Title: The geometry of involutions in PGL(2,q) 

Abstract: I will first introduce the concept of coset geometries. This is a construction introduced by Jacques Tits, that allows to reconstruct a space a group is acting in from the group itself. The philosophy here is that all spaces a group can act "nicely" on should be visible in the algebraic structure of the group. I will then show how to use this concept to construct abstract polytopes and hypertopes (a generalization of polytopes) from the groups PGL(2,q), the groups of projectivities of a projective line over a finite field over order q. In order to do so, one has to get a good understanding of the involutions of PGL(2,q), which is best accomplished by seeing these involutions as perspectivities of a projective plane. If time permits, I will discuss potential generalizations to projective linear groups over arbitrary fields (or even division algebras). 

Title: Sullivan’s conjecture, Myrberg limit set and Hausdorff dimension

Abstract: In the 70’s, Patterson and Sullivan constructed measures at infinity, called the (quasi-)conformal measures, for Fuchsian and Kleinian groups that canonically ``sees” some geometry of the group action. Moreover, (quasi-)conformal measures are intimately related to the limit set of the groups and the dynamics of the geodesic flow on the quotient, with an application to the orbit counting problem. While studying this, Sullivan made a conjecture regarding typical geodesic ray in the ambient hyperbolic space. In this talk, I will survey the notions in this story and explain a recent result of Qing and Yang about sublinearly Morse directions. If time allows, I will explain an ongoing work regarding Hausdorff dimension of the Myrberg limit set.
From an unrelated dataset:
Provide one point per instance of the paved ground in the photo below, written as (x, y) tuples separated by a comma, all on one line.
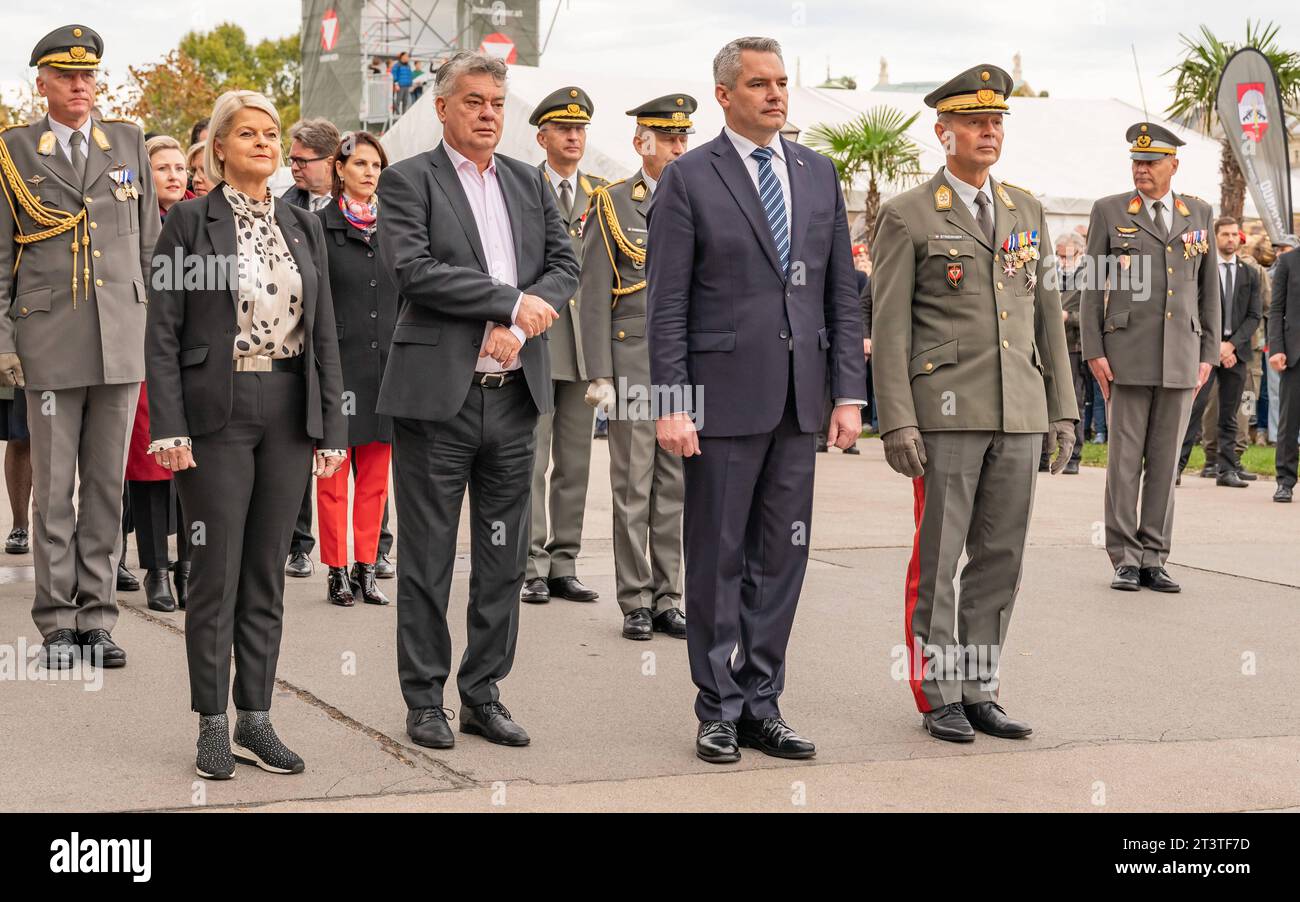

Title: Uniform difference between the length spectra of Out(F2) and the genus two handlebody group

Abstract: Outer automorphism groups of free groups have been studied as an algebraic generalization of mapping class groups of surfaces of finite type. Especially, Bestvina, Hendel, Feighn, and many researchers studied irreducible elements in the outer automorphism group as an algebraic counterpart of pseudo-Anosov mapping classes. In this talk, we discuss handlebody groups as a bridge between outer automorphism groups of free groups and mapping class groups of finite type surfaces. In particular, I introduce a Hensel’s question about a connection between fully irreducible outer automorphisms and pseudo-Anosov mapping classes in terms of translation length. Also, I present a recent result about the genus-two case of the question. This is based on the joint work with Donggyun Seo.